Although Obama is expected to win the three other remaining primaries - in Oregon, Montana and South Dakota, ending on June 3 - Clinton's upcoming show of strength should position her better for challenges to come. Those might include the matter of who Obama would choose to join him on the ticket; signals are mixed as to whether she might be interested. They might also make it easier for Clinton to end her candidacy unbowed and on an upbeat note.
Even top Clinton advisers acknowledge that the New York senator faces daunting odds. Terry McAuliffe, her campaign chairman, said Sunday that it was "highly unlikely" Clinton could overcome Obama's lead in elected delegates.
With mounting pressure from fellow Democrats to end a divisive campaign, Clinton has begun shifting her attacks to Senator John McCain, the presumptive Republican nominee. She has pledged to support the Democratic nominee "no matter what happens."
On the other side, McCain and his surrogates have considerably sharpened their attacks on Obama, hinting at the outlines of a general-election strategy. The former Massachusetts governor Mitt Romney, an erstwhile McCain rival who now supports him, blasted the Illinois senator on Sunday as an untested man of scant experience.
"He has not accomplished anything during his life, in terms of legislation or leading an enterprise or making a business work or a city work or a state work," Romney said on CNN. "He really has very little experience, and the presidency of the United States is not an internship."
McCain planned Monday in Oregon to enlarge on his call for mandatory curbs on greenhouse gas emissions, a position closer to those of Obama and Clinton - and to many independent and centrist voters - than to the Republican mainstream or President George W. Bush.
As he plays a delicate game of positioning, McCain has laid out his views on the Iraq war, taxes and judicial nominations, all aimed at expanding his appeal among conservatives. But he received a sharp reminder Monday of the difficulty he may have in nailing down support from the right: Bob Barr, a conservative former Republican congressman from Georgia, announced plans to run for the Libertarian party's presidential nomination.
Barr, 59, helped lead the impeachment of President Bill Clinton, giving him national prominence, and in some circles, notoriety. But Barr left the Republican Party in 2006, disillusioned by what he said was its failure to restrain government growth and by what he considered affronts to civil liberties. He became a sharp critic of the Patriot Act, for example.
His candidacy could take some votes from McCain. And his criticisms of the party might add to pressure on McCain not to move too far toward the center.
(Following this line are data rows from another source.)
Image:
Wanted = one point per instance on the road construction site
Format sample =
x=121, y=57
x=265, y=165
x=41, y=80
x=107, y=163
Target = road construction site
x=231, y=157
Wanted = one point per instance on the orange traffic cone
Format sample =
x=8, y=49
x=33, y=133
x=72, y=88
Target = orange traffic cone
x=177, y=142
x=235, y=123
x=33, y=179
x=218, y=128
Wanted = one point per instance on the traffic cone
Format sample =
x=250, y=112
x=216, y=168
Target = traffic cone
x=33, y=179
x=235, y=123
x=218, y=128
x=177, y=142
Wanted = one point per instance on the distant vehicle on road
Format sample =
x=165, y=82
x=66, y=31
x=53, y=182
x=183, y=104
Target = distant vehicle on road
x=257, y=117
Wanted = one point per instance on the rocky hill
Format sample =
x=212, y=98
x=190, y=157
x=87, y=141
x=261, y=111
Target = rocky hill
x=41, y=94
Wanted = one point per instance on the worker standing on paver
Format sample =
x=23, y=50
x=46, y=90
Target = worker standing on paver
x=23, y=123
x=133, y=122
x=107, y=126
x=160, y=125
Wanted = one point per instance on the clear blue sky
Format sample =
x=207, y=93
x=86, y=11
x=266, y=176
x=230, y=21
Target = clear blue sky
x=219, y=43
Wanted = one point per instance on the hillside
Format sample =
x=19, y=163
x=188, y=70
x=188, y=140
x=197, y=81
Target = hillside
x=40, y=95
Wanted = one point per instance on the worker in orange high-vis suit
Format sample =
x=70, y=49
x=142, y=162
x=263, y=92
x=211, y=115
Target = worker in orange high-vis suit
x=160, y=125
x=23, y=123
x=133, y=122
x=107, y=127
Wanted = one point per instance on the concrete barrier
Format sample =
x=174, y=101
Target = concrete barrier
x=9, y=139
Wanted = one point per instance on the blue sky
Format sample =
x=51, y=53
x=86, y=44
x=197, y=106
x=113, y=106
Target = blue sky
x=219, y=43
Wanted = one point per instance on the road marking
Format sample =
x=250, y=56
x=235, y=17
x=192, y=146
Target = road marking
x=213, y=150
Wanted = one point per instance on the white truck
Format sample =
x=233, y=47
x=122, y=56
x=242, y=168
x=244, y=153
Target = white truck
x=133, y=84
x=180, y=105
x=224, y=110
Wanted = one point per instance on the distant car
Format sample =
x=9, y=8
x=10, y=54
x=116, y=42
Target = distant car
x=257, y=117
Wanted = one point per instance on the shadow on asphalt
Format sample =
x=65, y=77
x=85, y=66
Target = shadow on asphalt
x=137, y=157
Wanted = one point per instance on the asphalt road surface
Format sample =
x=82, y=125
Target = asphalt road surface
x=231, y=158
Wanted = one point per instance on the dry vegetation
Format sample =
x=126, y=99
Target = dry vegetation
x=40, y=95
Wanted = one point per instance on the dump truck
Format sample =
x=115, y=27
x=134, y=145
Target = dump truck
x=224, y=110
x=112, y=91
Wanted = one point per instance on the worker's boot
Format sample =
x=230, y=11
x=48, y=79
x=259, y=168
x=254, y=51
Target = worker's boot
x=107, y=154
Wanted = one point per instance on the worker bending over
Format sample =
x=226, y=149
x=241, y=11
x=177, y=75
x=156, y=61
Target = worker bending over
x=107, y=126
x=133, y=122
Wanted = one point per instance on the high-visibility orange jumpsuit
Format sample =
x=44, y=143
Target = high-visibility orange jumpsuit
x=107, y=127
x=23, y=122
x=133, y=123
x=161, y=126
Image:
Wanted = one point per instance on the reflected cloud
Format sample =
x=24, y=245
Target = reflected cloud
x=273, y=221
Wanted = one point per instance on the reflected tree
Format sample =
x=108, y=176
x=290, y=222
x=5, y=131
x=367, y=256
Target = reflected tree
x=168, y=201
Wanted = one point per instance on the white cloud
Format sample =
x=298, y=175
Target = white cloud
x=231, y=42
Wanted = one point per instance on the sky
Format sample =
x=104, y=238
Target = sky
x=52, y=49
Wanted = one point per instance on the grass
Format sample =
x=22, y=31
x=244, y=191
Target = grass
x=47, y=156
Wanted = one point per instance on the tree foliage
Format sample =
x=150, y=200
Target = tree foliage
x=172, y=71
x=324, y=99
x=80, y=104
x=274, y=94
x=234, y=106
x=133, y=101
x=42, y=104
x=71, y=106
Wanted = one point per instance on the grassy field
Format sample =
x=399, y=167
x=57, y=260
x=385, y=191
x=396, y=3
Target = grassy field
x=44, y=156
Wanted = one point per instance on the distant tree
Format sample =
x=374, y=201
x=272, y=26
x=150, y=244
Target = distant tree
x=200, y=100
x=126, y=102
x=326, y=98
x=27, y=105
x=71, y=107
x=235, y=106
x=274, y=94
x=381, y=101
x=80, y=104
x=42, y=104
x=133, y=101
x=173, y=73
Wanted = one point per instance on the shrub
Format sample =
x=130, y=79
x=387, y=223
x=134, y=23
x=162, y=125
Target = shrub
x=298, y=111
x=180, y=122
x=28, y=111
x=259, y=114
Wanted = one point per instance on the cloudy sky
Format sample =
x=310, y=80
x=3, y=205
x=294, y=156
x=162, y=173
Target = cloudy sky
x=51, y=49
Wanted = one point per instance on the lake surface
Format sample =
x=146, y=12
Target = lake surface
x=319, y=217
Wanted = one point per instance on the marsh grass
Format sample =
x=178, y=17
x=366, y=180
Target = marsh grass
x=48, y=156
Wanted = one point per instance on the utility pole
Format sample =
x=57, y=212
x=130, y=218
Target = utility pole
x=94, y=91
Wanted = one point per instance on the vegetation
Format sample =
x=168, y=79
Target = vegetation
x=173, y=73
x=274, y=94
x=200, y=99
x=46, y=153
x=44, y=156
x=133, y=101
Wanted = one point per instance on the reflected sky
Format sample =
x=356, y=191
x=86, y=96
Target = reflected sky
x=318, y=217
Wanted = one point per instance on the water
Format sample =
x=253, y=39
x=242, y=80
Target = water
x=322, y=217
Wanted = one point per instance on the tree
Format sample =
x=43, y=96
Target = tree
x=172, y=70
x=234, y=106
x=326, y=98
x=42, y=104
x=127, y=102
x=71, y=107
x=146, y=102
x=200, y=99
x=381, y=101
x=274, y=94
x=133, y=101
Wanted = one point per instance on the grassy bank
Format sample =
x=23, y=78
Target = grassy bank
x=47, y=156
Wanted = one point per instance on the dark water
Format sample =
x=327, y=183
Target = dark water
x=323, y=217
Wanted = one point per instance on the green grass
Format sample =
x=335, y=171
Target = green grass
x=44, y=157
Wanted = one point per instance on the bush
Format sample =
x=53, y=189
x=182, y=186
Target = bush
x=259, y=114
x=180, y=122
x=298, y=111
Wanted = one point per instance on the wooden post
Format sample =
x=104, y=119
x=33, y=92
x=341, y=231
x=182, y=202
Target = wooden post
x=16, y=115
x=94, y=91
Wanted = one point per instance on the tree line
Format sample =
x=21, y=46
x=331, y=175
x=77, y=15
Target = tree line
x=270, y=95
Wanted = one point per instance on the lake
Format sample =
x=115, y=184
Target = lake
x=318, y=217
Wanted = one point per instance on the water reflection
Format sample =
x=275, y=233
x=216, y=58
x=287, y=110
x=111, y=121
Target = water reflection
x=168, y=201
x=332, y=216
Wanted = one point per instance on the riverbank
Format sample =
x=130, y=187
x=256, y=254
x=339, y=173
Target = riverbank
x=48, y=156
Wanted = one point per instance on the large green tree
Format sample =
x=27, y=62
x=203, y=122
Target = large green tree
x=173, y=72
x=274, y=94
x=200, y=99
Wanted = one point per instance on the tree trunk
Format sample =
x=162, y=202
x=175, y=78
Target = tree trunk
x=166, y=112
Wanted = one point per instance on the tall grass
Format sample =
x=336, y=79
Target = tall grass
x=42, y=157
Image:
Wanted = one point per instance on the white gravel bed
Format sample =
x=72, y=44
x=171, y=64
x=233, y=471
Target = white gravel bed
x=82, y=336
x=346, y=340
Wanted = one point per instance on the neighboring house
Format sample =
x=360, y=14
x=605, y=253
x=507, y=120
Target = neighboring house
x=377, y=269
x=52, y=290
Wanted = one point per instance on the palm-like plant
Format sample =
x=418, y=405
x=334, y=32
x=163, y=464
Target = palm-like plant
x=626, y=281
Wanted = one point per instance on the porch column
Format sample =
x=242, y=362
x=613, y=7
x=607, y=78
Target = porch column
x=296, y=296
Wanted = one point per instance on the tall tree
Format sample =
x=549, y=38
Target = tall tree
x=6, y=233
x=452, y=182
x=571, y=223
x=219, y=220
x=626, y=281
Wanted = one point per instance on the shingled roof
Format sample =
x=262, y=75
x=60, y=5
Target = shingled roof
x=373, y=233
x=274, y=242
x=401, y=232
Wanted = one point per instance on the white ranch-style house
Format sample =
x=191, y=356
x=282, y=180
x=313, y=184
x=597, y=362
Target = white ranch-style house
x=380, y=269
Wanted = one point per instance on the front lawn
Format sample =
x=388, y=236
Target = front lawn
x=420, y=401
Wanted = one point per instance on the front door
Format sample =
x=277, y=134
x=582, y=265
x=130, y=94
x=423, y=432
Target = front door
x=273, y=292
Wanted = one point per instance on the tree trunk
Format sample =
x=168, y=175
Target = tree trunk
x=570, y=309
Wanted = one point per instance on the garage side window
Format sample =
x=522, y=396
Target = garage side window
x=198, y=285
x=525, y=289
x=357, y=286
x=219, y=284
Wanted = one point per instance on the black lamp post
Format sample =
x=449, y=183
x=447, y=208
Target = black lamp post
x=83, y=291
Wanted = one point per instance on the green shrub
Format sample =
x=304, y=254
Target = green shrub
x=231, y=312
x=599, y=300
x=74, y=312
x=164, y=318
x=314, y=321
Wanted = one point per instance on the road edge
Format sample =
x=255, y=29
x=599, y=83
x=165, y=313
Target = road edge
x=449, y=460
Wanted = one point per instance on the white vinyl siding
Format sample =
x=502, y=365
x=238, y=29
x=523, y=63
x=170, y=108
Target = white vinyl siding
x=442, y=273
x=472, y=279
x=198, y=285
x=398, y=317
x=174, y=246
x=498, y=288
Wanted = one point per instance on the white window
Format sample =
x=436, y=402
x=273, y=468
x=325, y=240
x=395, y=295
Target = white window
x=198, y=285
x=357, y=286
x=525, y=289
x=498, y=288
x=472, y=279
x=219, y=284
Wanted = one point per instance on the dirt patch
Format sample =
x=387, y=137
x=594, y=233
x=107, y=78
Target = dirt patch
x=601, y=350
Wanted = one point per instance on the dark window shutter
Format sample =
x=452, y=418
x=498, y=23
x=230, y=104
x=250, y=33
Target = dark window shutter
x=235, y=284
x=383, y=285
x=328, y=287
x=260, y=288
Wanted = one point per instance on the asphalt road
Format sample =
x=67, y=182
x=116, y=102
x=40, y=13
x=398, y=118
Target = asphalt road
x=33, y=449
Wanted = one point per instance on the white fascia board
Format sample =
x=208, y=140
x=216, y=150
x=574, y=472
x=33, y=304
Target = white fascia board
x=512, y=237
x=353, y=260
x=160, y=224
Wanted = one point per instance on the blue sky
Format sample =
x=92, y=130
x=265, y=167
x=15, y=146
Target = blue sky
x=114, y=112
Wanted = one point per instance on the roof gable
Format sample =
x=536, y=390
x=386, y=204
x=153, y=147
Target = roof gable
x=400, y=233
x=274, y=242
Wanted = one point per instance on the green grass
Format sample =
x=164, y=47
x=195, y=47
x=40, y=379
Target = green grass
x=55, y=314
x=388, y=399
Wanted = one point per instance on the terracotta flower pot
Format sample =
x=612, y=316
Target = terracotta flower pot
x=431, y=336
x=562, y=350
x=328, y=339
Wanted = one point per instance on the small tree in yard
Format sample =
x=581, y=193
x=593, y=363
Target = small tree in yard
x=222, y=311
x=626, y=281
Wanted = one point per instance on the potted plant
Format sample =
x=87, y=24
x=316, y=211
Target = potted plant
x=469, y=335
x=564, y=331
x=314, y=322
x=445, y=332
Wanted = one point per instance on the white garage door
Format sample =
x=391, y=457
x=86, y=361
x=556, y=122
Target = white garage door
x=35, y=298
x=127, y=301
In the Democratic race, Obama has effectively ceded West Virginia. He told a crowd Monday in Charleston - in his only visit to the state - that he expected Clinton to draw "many more" votes than he would get. West Virginia is one of the poorest, oldest, most white-dominated states, mirroring the composition of counties in Ohio, Indiana and Pennsylvania that Clinton carried handily.
But Obama emphasized themes meant to play well there: patriotism and love of country.
"My grandfather Stanley Dunham enlisted after Pearl Harbor and went on to march in Patton's army," he said. "My grandmother worked on a bomber assembly line while he was gone, and my mother was born at Fort Leavenworth."
Still, a poll in Kentucky suggested that Obama's race might hurt him there as he campaigns to be elected as the country's first black president. While more than half of respondents in a survey by the Herald-Leader, a newspaper in Lexington, Kentucky, said that his race was not a factor, 1 in 5 said it could hurt Obama's chances, and only 4 percent said it would help.
The newspaper also said that its poll raised doubts about whether Kentucky - which has backed the winning presidential candidate in every election since 1964 - would be a battleground state in the fall. The poll showed McCain leading Obama by 25 percentage points there and Clinton by 12. It had a 4 percent margin of error.